# Field-coupled Nanocomputing Energy Analysis Tool

Marco Antonio Ribeiro\*, Jeferson Figueiredo Chaves\*<sup>†</sup>, Omar Paranaiba Vilela Neto\*

\*Department of Computer Science

Federal University of Minas Gerais, Belo Horizonte, Minas Gerais

Email: [marcoantonio, jefchaves, omar]@dcc.ufmg.br

<sup>†</sup>Department of Computer Engineering

Federal Center of Technological Education of Minas Gerais, Belo Horizonte, Minas Gerais

Abstract—Field-coupled nanocomputing (FCN) devices are expected to reach ultralow power consumption, thus the energetic losses emerging from the irreversible erasure of information becomes significant. In this case, the development of tools for determining the lower bounds related to those losses are quite important. In this paper we present our tool and its algorithms that quantify these information losses. Our software reads a FCN layout design, recognize the logic gates based on a standard cell library, builds a graph representing its netlist and then calculate the energy losses accordingly to two different methods found in the literature. To the best of our knowledge, this work presents the first attempt to automate the aforementioned calculations.

## I. INTRODUCTION

Energy efficiency is an important issue to consider when it comes to digital systems development.
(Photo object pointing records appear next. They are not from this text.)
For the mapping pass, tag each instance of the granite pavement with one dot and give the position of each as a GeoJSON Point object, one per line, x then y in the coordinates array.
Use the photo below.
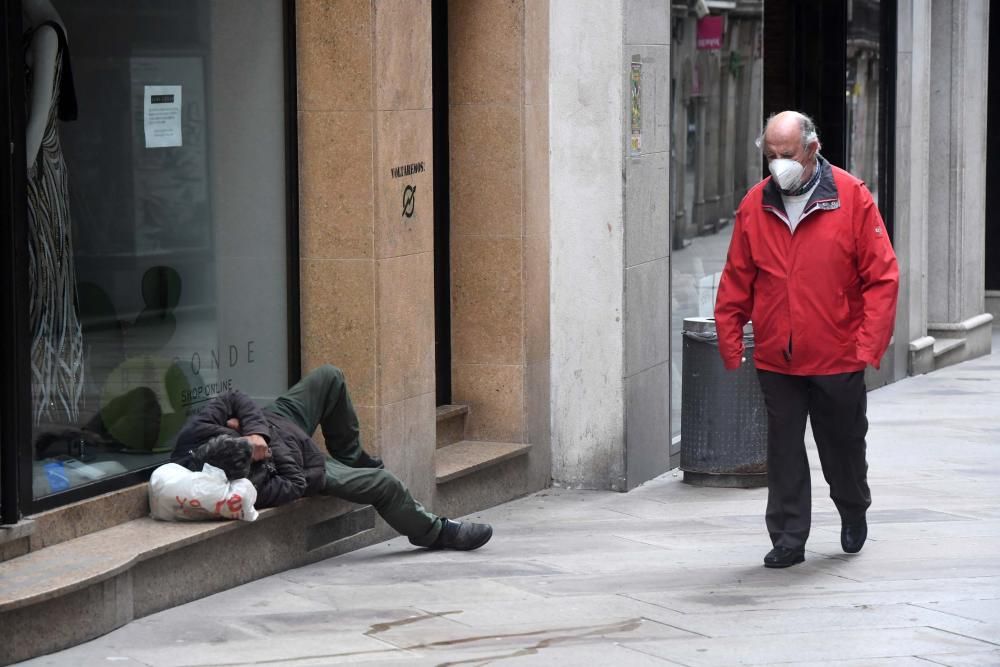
{"type": "Point", "coordinates": [668, 574]}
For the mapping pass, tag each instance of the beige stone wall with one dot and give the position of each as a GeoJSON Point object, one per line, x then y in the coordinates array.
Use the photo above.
{"type": "Point", "coordinates": [367, 268]}
{"type": "Point", "coordinates": [498, 72]}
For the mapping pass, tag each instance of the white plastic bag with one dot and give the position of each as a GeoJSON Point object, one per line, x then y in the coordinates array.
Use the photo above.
{"type": "Point", "coordinates": [178, 494]}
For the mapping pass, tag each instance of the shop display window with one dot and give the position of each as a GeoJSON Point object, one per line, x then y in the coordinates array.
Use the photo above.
{"type": "Point", "coordinates": [157, 213]}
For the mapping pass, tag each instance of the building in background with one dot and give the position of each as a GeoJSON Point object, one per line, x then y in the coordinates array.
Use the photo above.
{"type": "Point", "coordinates": [492, 214]}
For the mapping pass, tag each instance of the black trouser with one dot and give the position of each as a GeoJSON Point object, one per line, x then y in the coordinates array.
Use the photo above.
{"type": "Point", "coordinates": [836, 406]}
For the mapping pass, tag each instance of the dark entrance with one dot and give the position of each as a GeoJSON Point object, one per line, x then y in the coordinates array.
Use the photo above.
{"type": "Point", "coordinates": [835, 61]}
{"type": "Point", "coordinates": [992, 146]}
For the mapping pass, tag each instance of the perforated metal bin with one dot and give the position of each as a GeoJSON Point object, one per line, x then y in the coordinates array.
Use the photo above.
{"type": "Point", "coordinates": [723, 418]}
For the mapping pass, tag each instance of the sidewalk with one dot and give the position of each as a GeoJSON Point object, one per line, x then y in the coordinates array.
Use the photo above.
{"type": "Point", "coordinates": [668, 574]}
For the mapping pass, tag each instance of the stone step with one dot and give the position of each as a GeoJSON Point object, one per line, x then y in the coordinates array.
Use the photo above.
{"type": "Point", "coordinates": [83, 587]}
{"type": "Point", "coordinates": [451, 424]}
{"type": "Point", "coordinates": [943, 346]}
{"type": "Point", "coordinates": [467, 456]}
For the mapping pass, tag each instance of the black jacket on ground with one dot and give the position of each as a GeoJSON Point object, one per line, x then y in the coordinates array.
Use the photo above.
{"type": "Point", "coordinates": [296, 466]}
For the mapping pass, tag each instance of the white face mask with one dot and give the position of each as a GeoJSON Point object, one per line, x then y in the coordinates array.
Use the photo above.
{"type": "Point", "coordinates": [788, 173]}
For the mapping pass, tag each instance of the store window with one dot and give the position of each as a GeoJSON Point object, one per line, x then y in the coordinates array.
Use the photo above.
{"type": "Point", "coordinates": [157, 213]}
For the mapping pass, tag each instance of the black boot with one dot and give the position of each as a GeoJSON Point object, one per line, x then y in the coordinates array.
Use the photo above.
{"type": "Point", "coordinates": [366, 460]}
{"type": "Point", "coordinates": [853, 535]}
{"type": "Point", "coordinates": [462, 535]}
{"type": "Point", "coordinates": [784, 557]}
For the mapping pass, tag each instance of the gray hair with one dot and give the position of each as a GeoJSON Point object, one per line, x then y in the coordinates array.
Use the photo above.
{"type": "Point", "coordinates": [805, 122]}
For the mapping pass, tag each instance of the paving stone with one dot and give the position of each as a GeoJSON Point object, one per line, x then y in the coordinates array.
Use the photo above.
{"type": "Point", "coordinates": [668, 574]}
{"type": "Point", "coordinates": [821, 645]}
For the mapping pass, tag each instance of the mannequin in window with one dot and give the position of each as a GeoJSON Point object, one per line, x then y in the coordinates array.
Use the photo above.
{"type": "Point", "coordinates": [56, 337]}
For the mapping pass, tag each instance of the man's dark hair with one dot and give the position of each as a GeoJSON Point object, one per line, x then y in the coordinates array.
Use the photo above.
{"type": "Point", "coordinates": [231, 454]}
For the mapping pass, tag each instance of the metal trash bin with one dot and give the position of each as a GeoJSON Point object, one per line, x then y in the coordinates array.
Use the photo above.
{"type": "Point", "coordinates": [723, 418]}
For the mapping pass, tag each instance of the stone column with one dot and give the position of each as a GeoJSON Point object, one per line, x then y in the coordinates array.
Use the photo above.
{"type": "Point", "coordinates": [957, 198]}
{"type": "Point", "coordinates": [610, 244]}
{"type": "Point", "coordinates": [366, 219]}
{"type": "Point", "coordinates": [913, 350]}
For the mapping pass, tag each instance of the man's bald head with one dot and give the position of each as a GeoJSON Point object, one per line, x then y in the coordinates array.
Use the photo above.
{"type": "Point", "coordinates": [785, 127]}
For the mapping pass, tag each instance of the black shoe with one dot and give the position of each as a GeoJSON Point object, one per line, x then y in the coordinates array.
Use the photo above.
{"type": "Point", "coordinates": [783, 557]}
{"type": "Point", "coordinates": [853, 535]}
{"type": "Point", "coordinates": [368, 461]}
{"type": "Point", "coordinates": [462, 535]}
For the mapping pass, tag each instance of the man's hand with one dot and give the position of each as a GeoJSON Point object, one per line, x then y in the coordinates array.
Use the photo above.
{"type": "Point", "coordinates": [260, 449]}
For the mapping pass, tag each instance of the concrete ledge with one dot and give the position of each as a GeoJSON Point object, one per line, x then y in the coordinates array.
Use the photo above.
{"type": "Point", "coordinates": [976, 331]}
{"type": "Point", "coordinates": [82, 588]}
{"type": "Point", "coordinates": [920, 358]}
{"type": "Point", "coordinates": [993, 303]}
{"type": "Point", "coordinates": [466, 457]}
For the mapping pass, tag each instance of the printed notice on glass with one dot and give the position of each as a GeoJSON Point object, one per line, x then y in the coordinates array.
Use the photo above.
{"type": "Point", "coordinates": [161, 108]}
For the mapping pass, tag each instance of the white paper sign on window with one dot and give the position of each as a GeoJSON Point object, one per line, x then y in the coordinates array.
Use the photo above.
{"type": "Point", "coordinates": [161, 107]}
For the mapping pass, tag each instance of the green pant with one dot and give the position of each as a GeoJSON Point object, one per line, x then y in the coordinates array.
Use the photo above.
{"type": "Point", "coordinates": [321, 399]}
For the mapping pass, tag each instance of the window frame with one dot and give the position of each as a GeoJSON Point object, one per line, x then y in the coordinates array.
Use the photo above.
{"type": "Point", "coordinates": [16, 493]}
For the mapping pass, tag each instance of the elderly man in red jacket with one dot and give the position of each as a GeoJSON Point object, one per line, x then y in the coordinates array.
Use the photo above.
{"type": "Point", "coordinates": [810, 263]}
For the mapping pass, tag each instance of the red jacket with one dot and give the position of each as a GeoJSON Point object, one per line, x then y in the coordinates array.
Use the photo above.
{"type": "Point", "coordinates": [822, 300]}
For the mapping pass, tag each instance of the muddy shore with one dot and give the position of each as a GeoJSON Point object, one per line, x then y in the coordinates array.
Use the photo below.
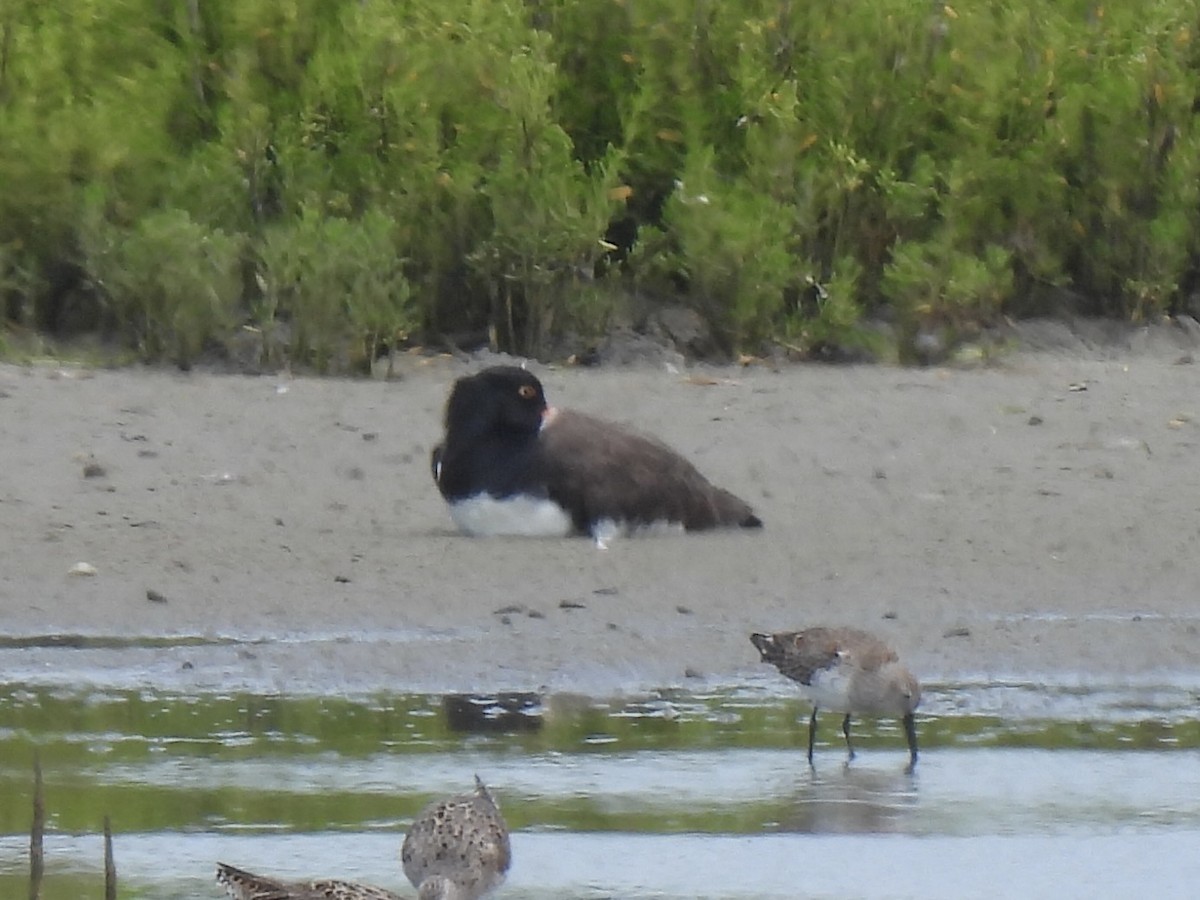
{"type": "Point", "coordinates": [1038, 515]}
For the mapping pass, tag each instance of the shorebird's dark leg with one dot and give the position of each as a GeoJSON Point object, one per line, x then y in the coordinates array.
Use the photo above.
{"type": "Point", "coordinates": [910, 730]}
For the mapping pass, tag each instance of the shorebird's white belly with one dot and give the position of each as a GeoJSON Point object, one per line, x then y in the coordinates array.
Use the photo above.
{"type": "Point", "coordinates": [483, 515]}
{"type": "Point", "coordinates": [829, 689]}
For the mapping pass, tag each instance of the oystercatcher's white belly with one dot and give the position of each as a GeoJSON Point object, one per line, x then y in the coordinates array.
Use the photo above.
{"type": "Point", "coordinates": [483, 515]}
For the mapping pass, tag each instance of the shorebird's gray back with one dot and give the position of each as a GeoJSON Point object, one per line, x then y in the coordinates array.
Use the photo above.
{"type": "Point", "coordinates": [459, 845]}
{"type": "Point", "coordinates": [847, 660]}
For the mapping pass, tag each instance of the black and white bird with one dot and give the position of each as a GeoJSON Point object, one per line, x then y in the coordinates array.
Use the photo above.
{"type": "Point", "coordinates": [849, 671]}
{"type": "Point", "coordinates": [511, 465]}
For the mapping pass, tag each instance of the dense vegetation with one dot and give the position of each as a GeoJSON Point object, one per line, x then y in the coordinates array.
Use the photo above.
{"type": "Point", "coordinates": [348, 173]}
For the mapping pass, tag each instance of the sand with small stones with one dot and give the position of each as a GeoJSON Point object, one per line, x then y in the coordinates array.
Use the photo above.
{"type": "Point", "coordinates": [1036, 516]}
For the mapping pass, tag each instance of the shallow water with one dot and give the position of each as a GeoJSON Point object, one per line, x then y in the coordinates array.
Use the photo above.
{"type": "Point", "coordinates": [664, 795]}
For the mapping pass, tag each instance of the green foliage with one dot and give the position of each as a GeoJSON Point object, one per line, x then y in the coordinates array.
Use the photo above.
{"type": "Point", "coordinates": [339, 282]}
{"type": "Point", "coordinates": [173, 283]}
{"type": "Point", "coordinates": [953, 161]}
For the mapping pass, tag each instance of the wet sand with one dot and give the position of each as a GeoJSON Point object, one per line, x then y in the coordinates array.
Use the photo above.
{"type": "Point", "coordinates": [1035, 517]}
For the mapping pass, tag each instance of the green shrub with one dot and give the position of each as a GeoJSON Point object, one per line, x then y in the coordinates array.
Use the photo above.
{"type": "Point", "coordinates": [172, 283]}
{"type": "Point", "coordinates": [951, 161]}
{"type": "Point", "coordinates": [337, 283]}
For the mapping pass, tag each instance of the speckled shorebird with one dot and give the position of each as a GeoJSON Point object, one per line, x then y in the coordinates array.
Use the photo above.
{"type": "Point", "coordinates": [455, 850]}
{"type": "Point", "coordinates": [845, 670]}
{"type": "Point", "coordinates": [246, 886]}
{"type": "Point", "coordinates": [513, 465]}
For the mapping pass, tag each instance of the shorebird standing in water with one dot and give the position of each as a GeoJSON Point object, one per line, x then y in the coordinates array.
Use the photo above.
{"type": "Point", "coordinates": [455, 850]}
{"type": "Point", "coordinates": [846, 671]}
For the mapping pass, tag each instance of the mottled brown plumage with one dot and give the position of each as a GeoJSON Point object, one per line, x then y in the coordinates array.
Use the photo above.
{"type": "Point", "coordinates": [455, 850]}
{"type": "Point", "coordinates": [246, 886]}
{"type": "Point", "coordinates": [461, 840]}
{"type": "Point", "coordinates": [849, 671]}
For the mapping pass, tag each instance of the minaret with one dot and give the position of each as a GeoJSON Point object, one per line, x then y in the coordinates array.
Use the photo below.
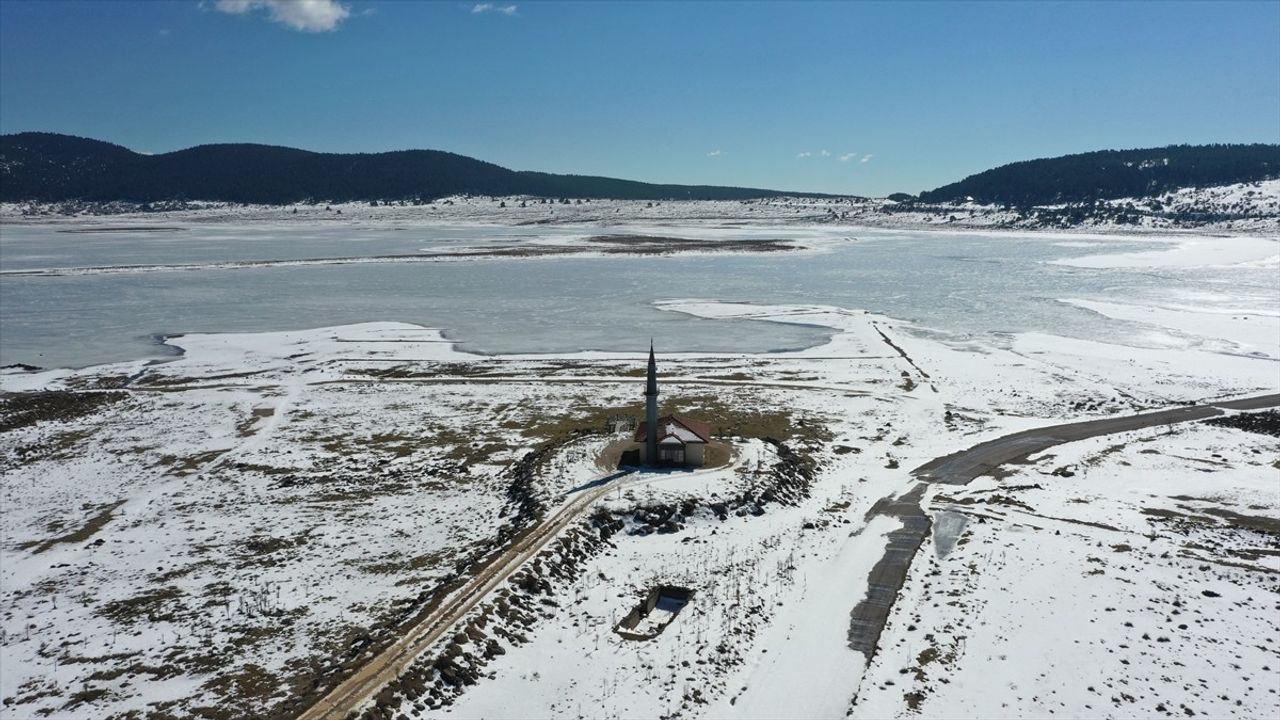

Despite all the accomplishments in the CMOS evolution, there has been an active search for its replacement [1]. Despite the fact that there is no mature technology available yet, many new devices are being considered as replacement for CMOS transistors.

Field-coupled nanocomputing (FCN) devices are one of the research topics likely to be used in the design of new hard-ware components. Information transfer and computation are achieved in FCN via local field interactions between nanoscale building blocks that are organized in patterned arrays. Several FCN paradigms are currently under active investigation, including quantum-dot cellular automata (QCA), molecular quantum cellular automata (MQCA) and nanomagnetic logic (NML) [2].

Although most of these emerging technologies present very low power consumption, they are energetically bounded by a rigid thermodynamic limit. In 1961, Rolf Landauer argued that any irreversible computational process, i.e., those where information is lost, results in the loss of kTln(2) joules per bit erased, where k is the Boltzmann constant and T is the temperature [3]. The validity of this thermodynamic limit in computation, also know as Landauer's principle, has been disputed since its proposal. Only recently, in 2012, Landauer's principle was experimentally verified, confirming that there is a physical limit in irreversible computation [4].

Field-coupled nanocomputing devices are expected to reach ultralow power consumption, thus the energetic losses emerging from the irreversible erasure of information becomes significant. In this case, the development of tools for determining the lower bounds related to those losses are quite important. In this paper we present our tool and its algorithms that quantify these information losses. The software operates on a circuit layout design in order to discover its logic and then do its calculations. Quantum-dot cellular automata (QCA) has the most mature CAD tools when compared against other FCN technologies. That is the reason why we choose to support first QCA circuits, despite our tool ability to operate on any other FCN circuit with small changes that will be clear in section IV.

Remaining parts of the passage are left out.